We didn’t include the quarterback spot in our breakdown because Meyer views playmakers as those he makes an effort to get the ball into their hands, and the quarterback takes every snap. But if we expand the definition to include anyone on offense that handles the ball, it’s clear the Buckeyes are looking even deeper – in fact, scary deep – when they add the 2016 class.
The 2016 class’s lone five-star prospect, running back Kareem Walker out of Wayne (N.J.) DePaul Catholic is a running back Scout.com ranks first among all players at the position in the nation and 21st overall.

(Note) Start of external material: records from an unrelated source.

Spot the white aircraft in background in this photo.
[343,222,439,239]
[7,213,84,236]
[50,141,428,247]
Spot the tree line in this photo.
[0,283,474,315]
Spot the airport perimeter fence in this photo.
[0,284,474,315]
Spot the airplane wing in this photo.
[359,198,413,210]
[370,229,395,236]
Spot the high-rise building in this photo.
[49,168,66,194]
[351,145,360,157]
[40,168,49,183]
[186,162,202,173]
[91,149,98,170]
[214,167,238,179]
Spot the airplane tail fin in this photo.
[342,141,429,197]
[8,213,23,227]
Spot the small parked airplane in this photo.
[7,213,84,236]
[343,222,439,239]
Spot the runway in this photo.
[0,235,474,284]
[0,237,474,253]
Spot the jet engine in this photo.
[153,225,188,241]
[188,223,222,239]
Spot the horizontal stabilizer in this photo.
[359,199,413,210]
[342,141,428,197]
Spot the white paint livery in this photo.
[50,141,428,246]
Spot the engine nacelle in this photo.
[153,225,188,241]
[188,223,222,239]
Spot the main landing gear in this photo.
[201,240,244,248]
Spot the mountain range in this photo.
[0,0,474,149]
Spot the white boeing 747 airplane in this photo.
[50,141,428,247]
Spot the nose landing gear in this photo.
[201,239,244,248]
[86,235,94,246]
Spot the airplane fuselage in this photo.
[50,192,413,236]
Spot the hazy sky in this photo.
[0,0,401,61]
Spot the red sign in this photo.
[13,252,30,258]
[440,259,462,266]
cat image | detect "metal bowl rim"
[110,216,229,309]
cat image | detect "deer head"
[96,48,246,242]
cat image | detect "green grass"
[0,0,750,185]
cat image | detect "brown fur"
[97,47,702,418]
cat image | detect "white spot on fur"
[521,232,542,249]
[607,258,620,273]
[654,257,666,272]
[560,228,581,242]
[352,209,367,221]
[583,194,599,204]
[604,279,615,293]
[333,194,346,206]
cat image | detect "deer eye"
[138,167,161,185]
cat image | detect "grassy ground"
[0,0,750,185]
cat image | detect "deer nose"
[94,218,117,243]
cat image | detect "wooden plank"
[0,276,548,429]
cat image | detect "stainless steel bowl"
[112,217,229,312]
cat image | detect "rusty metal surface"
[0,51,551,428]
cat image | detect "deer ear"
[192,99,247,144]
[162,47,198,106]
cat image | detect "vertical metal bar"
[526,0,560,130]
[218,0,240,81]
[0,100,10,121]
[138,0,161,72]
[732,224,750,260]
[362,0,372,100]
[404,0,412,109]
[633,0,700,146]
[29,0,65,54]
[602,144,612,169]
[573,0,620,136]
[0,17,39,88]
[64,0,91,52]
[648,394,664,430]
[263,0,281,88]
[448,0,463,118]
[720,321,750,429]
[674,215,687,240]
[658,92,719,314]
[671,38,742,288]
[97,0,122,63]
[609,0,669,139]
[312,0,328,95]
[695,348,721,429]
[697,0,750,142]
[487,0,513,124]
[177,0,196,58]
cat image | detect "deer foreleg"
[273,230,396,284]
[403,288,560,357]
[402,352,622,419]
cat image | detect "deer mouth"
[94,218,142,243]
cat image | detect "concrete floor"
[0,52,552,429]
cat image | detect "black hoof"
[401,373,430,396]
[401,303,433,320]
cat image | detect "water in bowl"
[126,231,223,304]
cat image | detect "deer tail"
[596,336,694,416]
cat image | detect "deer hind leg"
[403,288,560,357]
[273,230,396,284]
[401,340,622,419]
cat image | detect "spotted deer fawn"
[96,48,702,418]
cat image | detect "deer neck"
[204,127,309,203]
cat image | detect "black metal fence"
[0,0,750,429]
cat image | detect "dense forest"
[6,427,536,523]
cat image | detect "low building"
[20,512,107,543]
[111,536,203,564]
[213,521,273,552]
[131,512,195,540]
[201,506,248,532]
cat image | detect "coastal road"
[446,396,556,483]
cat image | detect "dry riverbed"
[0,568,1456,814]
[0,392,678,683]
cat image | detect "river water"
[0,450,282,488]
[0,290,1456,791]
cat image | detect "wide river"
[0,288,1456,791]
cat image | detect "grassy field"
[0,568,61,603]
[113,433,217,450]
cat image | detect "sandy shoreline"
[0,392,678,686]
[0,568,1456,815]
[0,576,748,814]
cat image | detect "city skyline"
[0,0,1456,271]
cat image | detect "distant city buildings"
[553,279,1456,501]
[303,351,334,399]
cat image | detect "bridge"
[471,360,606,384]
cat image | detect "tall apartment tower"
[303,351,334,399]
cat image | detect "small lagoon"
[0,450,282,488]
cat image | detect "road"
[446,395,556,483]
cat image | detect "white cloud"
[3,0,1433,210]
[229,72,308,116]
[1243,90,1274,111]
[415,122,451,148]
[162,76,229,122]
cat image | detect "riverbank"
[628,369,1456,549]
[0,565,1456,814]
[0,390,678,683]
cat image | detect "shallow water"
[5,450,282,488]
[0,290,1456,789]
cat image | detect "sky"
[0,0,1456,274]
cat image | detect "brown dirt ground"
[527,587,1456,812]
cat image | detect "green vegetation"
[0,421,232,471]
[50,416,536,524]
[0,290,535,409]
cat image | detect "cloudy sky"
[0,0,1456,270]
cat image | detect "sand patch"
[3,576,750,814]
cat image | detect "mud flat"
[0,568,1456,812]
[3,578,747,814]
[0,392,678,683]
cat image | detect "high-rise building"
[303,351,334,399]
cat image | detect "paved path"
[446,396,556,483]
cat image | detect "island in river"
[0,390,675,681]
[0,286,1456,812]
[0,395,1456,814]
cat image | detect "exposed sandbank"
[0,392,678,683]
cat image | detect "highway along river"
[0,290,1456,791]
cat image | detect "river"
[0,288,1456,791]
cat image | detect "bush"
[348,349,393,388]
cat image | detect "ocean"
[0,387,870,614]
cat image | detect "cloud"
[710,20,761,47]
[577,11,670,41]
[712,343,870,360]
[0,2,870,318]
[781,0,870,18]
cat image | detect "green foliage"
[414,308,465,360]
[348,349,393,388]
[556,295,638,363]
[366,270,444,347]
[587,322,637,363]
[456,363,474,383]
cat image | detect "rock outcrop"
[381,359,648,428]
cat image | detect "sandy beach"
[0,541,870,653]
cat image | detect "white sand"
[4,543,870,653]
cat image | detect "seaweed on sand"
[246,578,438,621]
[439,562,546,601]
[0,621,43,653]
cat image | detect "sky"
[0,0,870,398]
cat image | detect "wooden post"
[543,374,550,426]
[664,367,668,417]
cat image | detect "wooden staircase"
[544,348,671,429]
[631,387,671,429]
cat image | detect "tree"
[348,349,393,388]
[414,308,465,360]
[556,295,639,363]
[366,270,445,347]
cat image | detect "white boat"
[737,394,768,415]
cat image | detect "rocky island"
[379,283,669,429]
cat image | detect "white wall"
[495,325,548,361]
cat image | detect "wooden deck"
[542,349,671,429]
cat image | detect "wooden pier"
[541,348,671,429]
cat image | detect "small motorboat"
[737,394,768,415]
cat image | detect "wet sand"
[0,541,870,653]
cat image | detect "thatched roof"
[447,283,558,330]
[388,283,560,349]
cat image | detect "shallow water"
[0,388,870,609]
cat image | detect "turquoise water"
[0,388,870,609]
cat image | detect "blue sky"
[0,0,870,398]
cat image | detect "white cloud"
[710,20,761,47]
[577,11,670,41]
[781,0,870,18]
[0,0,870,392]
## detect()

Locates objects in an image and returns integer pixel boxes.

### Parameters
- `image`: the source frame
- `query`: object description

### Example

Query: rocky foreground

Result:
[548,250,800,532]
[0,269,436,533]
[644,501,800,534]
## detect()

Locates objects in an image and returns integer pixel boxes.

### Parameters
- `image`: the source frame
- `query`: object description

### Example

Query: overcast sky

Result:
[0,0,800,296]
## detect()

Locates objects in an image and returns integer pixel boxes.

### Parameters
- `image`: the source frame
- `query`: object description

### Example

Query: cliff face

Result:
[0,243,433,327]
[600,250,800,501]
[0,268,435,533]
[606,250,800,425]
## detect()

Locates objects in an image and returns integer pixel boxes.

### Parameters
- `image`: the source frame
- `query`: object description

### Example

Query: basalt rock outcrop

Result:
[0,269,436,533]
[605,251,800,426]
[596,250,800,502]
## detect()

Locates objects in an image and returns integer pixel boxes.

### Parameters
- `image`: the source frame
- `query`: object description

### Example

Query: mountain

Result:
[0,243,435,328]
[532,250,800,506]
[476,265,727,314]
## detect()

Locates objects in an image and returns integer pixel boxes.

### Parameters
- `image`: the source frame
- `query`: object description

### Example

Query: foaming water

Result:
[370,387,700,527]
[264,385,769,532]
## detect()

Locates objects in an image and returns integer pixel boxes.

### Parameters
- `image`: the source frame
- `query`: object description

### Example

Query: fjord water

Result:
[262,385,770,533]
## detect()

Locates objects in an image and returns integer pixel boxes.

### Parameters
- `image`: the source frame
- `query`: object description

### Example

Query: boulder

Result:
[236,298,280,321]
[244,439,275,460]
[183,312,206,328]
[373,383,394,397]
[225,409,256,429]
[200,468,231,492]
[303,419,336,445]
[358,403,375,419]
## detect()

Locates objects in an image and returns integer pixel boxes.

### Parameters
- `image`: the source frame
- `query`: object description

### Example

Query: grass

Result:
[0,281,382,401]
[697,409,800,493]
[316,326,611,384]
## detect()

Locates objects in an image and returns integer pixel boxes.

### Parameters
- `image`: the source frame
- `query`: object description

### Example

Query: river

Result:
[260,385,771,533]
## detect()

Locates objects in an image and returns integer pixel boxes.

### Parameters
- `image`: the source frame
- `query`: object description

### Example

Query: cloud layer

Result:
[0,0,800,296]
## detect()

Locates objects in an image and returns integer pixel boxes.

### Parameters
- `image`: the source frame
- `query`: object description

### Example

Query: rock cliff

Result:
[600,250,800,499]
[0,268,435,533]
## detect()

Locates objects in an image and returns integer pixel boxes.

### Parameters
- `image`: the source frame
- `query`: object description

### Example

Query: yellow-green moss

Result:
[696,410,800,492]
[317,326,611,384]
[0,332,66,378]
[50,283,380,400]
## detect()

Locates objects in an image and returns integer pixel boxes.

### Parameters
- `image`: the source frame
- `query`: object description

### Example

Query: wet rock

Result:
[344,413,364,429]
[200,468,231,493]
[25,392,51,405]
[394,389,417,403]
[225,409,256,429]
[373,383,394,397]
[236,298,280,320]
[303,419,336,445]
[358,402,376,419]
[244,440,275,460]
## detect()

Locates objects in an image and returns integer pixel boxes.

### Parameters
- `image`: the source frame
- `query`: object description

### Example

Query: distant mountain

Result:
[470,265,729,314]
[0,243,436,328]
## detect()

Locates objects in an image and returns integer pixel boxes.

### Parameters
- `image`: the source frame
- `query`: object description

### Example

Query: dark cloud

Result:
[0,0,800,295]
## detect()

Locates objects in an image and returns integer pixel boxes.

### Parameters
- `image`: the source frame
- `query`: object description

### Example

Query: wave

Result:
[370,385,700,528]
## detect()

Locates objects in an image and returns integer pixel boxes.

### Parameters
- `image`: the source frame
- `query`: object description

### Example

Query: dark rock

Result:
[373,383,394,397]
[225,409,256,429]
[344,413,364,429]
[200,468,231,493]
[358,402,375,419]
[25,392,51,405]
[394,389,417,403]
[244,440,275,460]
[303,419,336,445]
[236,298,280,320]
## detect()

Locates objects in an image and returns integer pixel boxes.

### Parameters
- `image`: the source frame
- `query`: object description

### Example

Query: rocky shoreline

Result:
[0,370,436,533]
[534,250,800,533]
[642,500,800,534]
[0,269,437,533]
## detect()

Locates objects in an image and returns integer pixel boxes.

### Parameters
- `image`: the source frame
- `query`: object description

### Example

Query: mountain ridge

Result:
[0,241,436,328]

A physical runner at 6-0, 210, Walker could be the between-the-tackles back the Buckeyes have employed under Meyer with great success in the person of Ezekiel Elliott and Carlos Hyde.
Demario McCall and George Hill follow at No. 68 and 72, respectively, in the class. Both are thought to be home-run hitters, with McCall a running back who is able to take it to the house and make would-be tacklers miss. Many think the North Ridgeville, Ohio, native would be perfect in the “H” spot at OSU given his ability to function in the open field.
Hill, meanwhile, recently showed off his speed by breaking 11 seconds in the final at the OHSAA Division II state track meet for Hubbard High School, is ranked by Scout.com as a wideout but can do it all, he recently said. He also projects as a potential slot player with the ability to make big plays on a regular basis.
Next is Scout’s No. 85-rated player, Austin Mack. The Fort Wayne (Ind.) Bishop Luers wideout is good enough a route-runner and physical presence at 6-2, 205 pounds. He committed to the Buckeyes on Sunday and is expected to be an outside receiver who can use his hands and athleticism to be a big-time player.
Scout’s No. 89-ranked player, Cincinnati Moeller tight end Jake Hausmann, is a complete player. At 6-5, 235 pounds, he is big enough to be a strong pass catcher but he also has the frame to develop into an elite blocker at the spot, a key role in Ohio State’s offense. Add it all up and he’s the No. 4 tight end in the nation for a reason.
The last offensive skill player in the Scout 100 committed to Ohio State is the newest member of the clip, DeSoto, Texas, QB Tristen Wallace. An April commit, Wallace just entered the Scout 100 at No. 98, and he stands 6-3, 225, runs a 40 that approaches 4.7 seconds and has a strong arm to go with his prodigious talents running the football.
The only Scout 100 player committed so far who doesn’t line up at a skill position is the nation’s No. 31 player, Gahanna (Ohio) Lincoln defensive end Jonathon Cooper. Coming off a dominant run of camps, Cooper could pair with the nation’s No. 2 overall player, Florida DE Nick Bosa, to provide the most dangerous pairs of bookends in the class.
In other words, if you’re a Buckeye fan, big plays are still coming down the pipe in the 2016 class.